Just for those that don't want to reboot their pfsense box in order to reclaim the memory space:
-SSH to your firewall
-Open up the shell
-Type 'top'
-Find the PID of the Snort processes you want to kill
-Press 'k' and type the PID
-Repeat the previous step for each PID.For me it took quite some time for snort to fully unload. However, I was able to watch the memory usage steadily decline until it finally closed out.
this works for me 'ps -aux | grep snort' this will show all the your processes with snort in it, including barnyard2. Then its kill PID #..
A really quick way, 'killall snort' :-)
-
I'm using
pgrep snortto check how many snort processes are open, and
pkill snortto kill them in case there's more than one. All from the "Diagnostics: Execute command" page and it works too.

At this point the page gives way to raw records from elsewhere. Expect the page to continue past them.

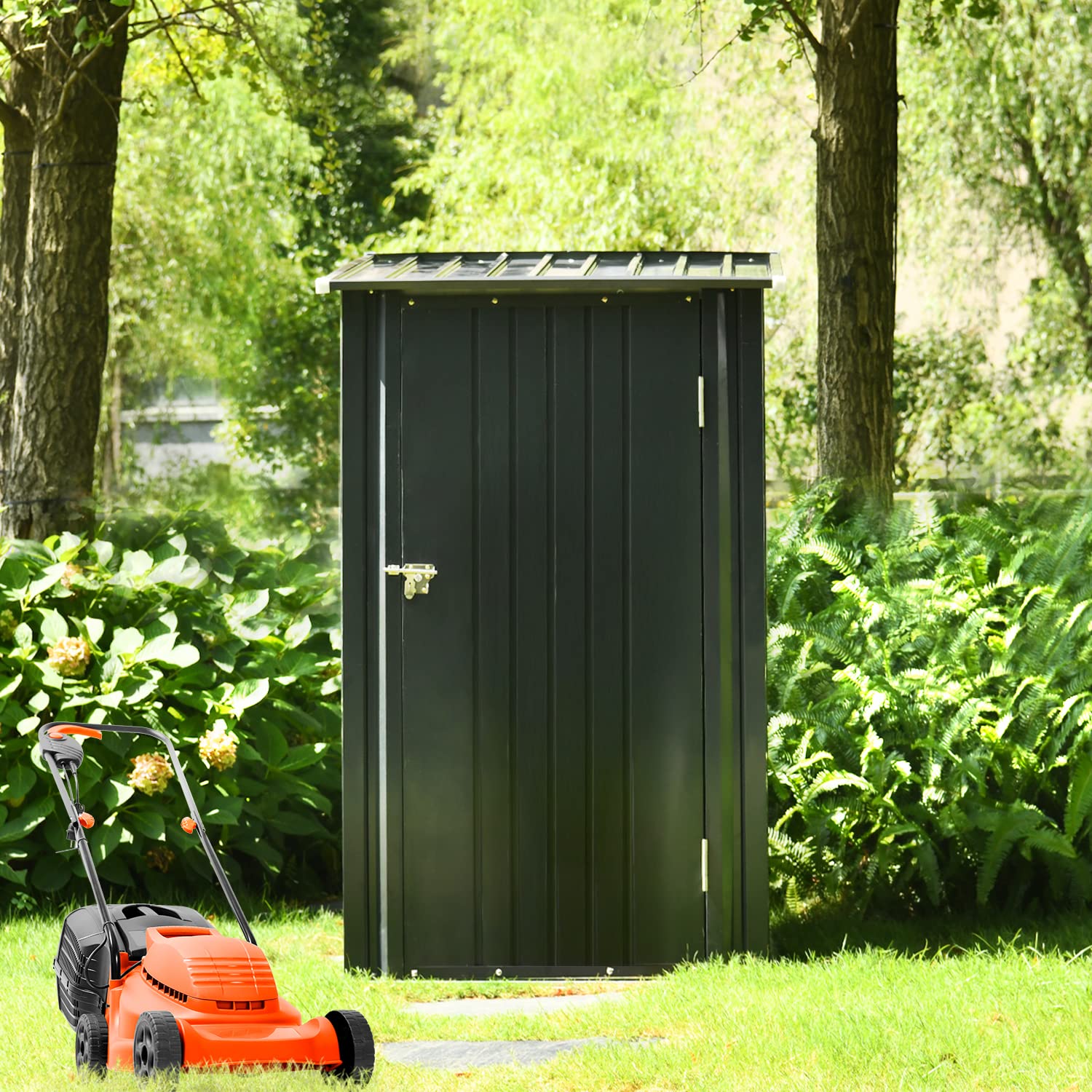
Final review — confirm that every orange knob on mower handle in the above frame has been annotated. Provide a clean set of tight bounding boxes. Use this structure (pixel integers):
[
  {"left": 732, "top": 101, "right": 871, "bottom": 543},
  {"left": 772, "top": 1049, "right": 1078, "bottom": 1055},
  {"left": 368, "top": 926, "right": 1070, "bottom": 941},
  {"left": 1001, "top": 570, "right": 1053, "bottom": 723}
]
[{"left": 50, "top": 724, "right": 103, "bottom": 740}]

That's probably because snort processes keep accumulating as the command to stop snort service is broken on the latest stable package. You may want to disable automatic updates and setting a large log file size until this is fixed to avoid automatic restarts.
That makes some sense, thank you!
Just for those that don't want to reboot their pfsense box in order to reclaim the memory space:
-SSH to your firewall
-Open up the shell
-Type 'top'
-Find the PID of the Snort processes you want to kill
-Press 'k' and type the PID
-Repeat the previous step for each PID.For me it took quite some time for snort to fully unload. However, I was able to watch the memory usage steadily decline until it finally closed out.
this works for me 'ps -aux | grep snort' this will show all the your processes with snort in it, including barnyard2. Then its kill PID #..
A really quick way, 'killall snort' :-)
-
Oh, cool! I wasn't aware pkill would work with the process name instead, that's much easier! :)
-
Thanks for the explanation. I too have encountered this issue. The GREP and PKILL commands seem to work in the short term. Is there a more automated method to accomplish this task?
Makes me wish I had never updated snort in the first place. Snort has become a mess over the past 30 days. Is there any resolution to this multiple snort instance issue in sight?